All exhibits preceded by the original tags of “<TYPE>EX-##” are encapsulated in the parsed files as:
… original text
- All exhibits preceded by the original tags of “<TYPE>EX-##” are encapsulated in the parsed files as:
4. Parsing Details
Each raw text file downloaded from EDGAR is parsed using the following sequence.
- Remove ASCII-Encoded segments – All document segment <TYPE> tags of GRAPHIC, ZIP, EXCEL and PDF are deleted from the file. ASCII-encoding is a means of converting binary-type files into standard ASCII characters to facilitate transfer across various hardware platforms. A relatively small graphic can create a substantial ASCII segment. Filings containing multiple graphics can be orders of magnitude larger than those containing only textual information.
- Remove <DIV>, <TR>, <TD>, and <FONT> tags – Although we require some HTML information for subsequent parsing, the files are so large (and processed as a single string) that, for processing efficiency, we initially simply strip out some of the formatting HTML.
- Remove all XML – all XML embedded documents are removed.
- Remove all XBRL – all characters between <XBRL …> … </XBRL> are deleted.
- Remove SEC Header/Footer – All characters from the beginning of the original file thru </SEC-HEADER> (or </IMS-HEADER> in some older documents) are deleted from the file. Note however that the header information is retained and included in the tagged items discussed in section 4.1. In addition, the footer “-----END PRIVACY-ENHANCED MESSAGE-----” appearing at the end of each document is deleted.
- Replace \&NBSP and \  with a blank space.
- Replace \& and \& with “&”
- Remove all remaining extended character references (ISO-8859-1, see http://www.sec.gov/info/edgar/edgarfm-vol2-v34.pdf section 220.127.116.11.
- Remove tables – all characters appearing between <TABLE> and </TABLE> tags are removed.
- Note that some filers use table tags to demark paragraphs of text, so each potential table string is first stripped of all HTML and then the number of numeric versus alphabetic characters is compared. For this parsing, only table encapsulated strings where numeric chars/(alphabetic+numeric chars) > 10% are removed.
- In some instances, Item 7 and/or Item 8 of the filings begins with a table of data where the Item 7 or 8 demarcation appears as a line within the table string. Thus, any table string containing “Item 7” or “Item 8” (case insensitive) is not deleted.
- Tag Exhibits – At this point in the parsing process all exhibits are tagged as discussed in section 3.2.
- Remove Markup Tags – remove all remaining markup tags (i.e., <…>).
- Excess linefeeds are removed.
Download the zipped 10-X files here.
 Specifically the following forms are included:
f_10K = ['10-K', '10-K405', '10KSB', '10-KSB', '10KSB40']
f_10KA = ['10-K/A', '10-K405/A', '10KSB/A', '10-KSB/A', '10KSB40/A']
f_10KT = ['10-KT', '10KT405', '10-KT/A', '10KT405/A']
f_10Q = ['10-Q', '10QSB', '10-QSB']
f_10QA = ['10-Q/A', '10QSB/A', '10-QSB/A']
f_10QT = ['10-QT', '10-QT/A']
Note that the 10-KSB and 10-QSB forms are actually mislabeled filings, such as NBG Radio (CIK=1059366, FilingDate=20020228). These are relatively rare. We do not include Form 20-F which is required for foreign companies with less than 50% of their shares traded on a US exchange.

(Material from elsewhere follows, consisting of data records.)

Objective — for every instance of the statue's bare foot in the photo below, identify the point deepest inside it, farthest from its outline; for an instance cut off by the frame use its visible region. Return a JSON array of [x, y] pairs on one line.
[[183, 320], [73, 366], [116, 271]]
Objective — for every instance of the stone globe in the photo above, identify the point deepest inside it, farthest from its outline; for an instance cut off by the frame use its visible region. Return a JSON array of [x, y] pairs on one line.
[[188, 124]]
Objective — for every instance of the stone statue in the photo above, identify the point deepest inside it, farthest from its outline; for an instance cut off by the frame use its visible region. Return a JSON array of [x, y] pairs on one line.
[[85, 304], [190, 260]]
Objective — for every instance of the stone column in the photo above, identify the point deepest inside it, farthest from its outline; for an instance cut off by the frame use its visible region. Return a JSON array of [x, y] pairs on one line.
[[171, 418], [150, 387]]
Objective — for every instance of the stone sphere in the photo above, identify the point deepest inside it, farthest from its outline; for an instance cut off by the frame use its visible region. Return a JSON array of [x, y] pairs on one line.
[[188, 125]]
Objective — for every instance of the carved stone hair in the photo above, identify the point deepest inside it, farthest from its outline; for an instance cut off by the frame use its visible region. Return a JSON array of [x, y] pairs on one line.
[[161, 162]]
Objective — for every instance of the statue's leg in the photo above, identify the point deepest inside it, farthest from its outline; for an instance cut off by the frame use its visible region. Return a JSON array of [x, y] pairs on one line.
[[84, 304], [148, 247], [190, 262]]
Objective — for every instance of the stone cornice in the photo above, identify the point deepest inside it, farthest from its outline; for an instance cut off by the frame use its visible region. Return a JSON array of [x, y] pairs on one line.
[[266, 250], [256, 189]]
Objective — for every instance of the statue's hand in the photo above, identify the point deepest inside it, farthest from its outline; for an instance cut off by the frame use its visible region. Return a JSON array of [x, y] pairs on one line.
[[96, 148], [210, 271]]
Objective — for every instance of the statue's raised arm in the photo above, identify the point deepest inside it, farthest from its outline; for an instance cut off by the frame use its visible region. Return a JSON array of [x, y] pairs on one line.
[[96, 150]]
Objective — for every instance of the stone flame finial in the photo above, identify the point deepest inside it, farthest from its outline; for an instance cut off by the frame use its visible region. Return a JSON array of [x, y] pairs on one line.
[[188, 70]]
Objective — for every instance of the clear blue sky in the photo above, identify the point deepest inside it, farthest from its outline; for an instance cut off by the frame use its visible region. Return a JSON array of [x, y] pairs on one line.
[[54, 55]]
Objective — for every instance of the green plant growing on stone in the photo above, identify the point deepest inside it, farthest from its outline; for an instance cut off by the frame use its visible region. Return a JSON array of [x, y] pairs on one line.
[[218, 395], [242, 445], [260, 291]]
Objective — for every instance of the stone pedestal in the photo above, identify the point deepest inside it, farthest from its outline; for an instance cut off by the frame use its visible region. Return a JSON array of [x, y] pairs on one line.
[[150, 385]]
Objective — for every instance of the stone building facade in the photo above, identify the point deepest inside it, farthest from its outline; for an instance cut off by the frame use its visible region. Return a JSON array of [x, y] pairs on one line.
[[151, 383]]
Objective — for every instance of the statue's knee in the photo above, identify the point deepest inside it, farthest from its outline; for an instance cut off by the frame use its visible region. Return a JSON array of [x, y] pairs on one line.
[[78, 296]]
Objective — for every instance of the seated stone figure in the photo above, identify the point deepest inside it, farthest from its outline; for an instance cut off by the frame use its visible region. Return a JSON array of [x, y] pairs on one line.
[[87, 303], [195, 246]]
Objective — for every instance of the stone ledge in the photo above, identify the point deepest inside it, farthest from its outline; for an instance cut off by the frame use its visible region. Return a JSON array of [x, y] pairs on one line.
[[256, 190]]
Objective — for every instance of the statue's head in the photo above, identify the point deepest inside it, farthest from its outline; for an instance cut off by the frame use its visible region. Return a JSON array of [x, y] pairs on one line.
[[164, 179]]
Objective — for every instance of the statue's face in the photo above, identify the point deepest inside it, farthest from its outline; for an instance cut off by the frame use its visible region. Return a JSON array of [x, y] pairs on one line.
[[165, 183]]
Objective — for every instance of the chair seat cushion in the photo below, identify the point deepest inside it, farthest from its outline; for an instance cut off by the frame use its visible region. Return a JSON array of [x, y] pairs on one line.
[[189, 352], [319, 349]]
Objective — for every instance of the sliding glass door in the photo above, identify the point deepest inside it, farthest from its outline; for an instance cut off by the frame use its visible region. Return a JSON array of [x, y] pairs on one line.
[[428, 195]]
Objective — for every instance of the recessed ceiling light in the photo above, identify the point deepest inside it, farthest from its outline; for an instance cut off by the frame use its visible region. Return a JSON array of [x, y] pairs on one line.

 XBRL (eXtensible Business Reporting Language) is a markup language. A variant of XML and related to HTML, it provides semantic context for data reported within a 10-K. For example, one line in Google’s 20111231 10-K filing contains “<us-gaap:StockholdersEquity contextRef="eol_PE633170--1110-K0018_STD_0_20081231_0" unitRef="iso4217_USD" decimals="-6">28239000000</us-gaap:StockholdersEquity>”. The “eol …” segment defines the XBRL implementation, the data are in US dollars and the “-6” indicates the number is rounded to millions. See http://xbrl.sec.gov. A few firms began including XBRL in their filings in 2005 with the number expanding substantially in 2010.
 ASCII-encoding converts binary data files to plain ASCII-printable characters, thus ensuring cross platform conformity. The conversion from binary to plain text increases the size of the original file by orders of magnitude.